Compared to the Republican goat rodeo, this pony does have some merits. What kind of pony do you want the Democrats to saddle up?
by trkingmomoe on Thu, 05/21/2015 - 8:45am
Oh, this is my good mood - you should see my other one.
Anyway, I'm just delving into details - as Einstein is presumed to have said, every solution creates 20 new problems. Here are possibly 10 since I'm not near as smart as Albert. I've no idea yet whether Sanders' proposal is good/bad/iffy. Happy though he's introducing some liberal ideas however they evolve mid-/long-term.
And of course if you don't anticipate problems, GOP blowback will sweep you off your feet.
Re: turnout, there likely will be much lower black turnout in primaries this time around (including the 18-29 demo), and I'm skeptical that Sanders' position on this or much of anything else will change typical turnout rates - Obama had a special appeal.
by PeraclesPlease on Thu, 05/21/2015 - 9:53am
I brought up college education because that seems to be the go to solution from pro free trade advocates for the loss of American manufacturing. My contention was that it was not the solution and that some production must remain in this country. But that doesn't mean it can't be a part of the solution. Another part of the solution might be industry vo tech partnerships that prepare high school grads for jobs that exist in industry.
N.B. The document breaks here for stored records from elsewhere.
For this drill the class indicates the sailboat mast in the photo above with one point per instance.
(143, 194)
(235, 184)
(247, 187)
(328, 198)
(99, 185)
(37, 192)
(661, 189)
Germany seems to have a pretty good system of vo tech/apprenticeships to move those who don't want tradition college into the job market.
We're facing more than one problem that needs fixing. College is still a good bet and many people will go to college. Tuition seems to be rising much faster than inflation at the same time colleges are hiring more adjunct professors at lower pay with few or no benefits. Graduates are saddled with massive amounts of debt. Educators are financial squeezed. I've seen no comprehensive analysis as to why this is happening. Each article has it's own bent that pushes a single issue. One might complain about the massive spending on football and basketball, another an increase in the number and pay of administrators. Some suggest that the ready availability of loans makes students less selective in choosing inexpensive options and colleges less fearful of raising prices and losing enrollment. I really don't have a clear picture of what's happening.
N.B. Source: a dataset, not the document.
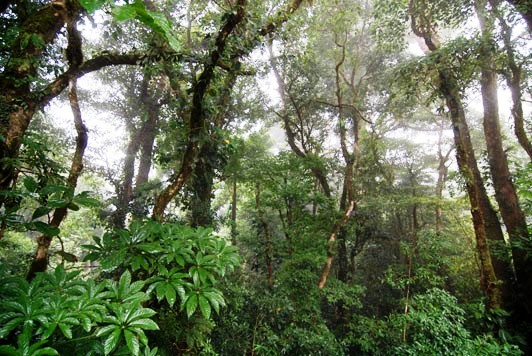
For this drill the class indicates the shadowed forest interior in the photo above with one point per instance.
(277, 177)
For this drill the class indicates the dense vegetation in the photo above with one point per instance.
(281, 177)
Sander's proposal seems to be good start to dealing with the problem of student debt. It's focused on public community colleges which were supposed to be the inexpensive option for less wealthy kids to get a decent education. The whole system has changed over the years and that's something that needs looking into and fixing. It's a good topic for Dr Cleveland to address.
At any rate a transaction tax on Wall Street stands alone as good public policy. It could slow down the rate of speculation and the gaming of the system that's detrimental to us all.
by ocean-kat on Thu, 05/21/2015 - 6:41pm
We have had Republican Governors since the late 90's in Florida and they have cut school state aid to all levels in half. Gave their best friends tax cuts. Charley Crist did restore some of it back but within a couple of days in office Rick Scott chopped all that off and then some. He gave a speech about how his daughter's college degree was useless and wanted to change all that by cutting humanities. That is what has happened around here.
The same thing has happened on the Federal level too for the last 4 decades.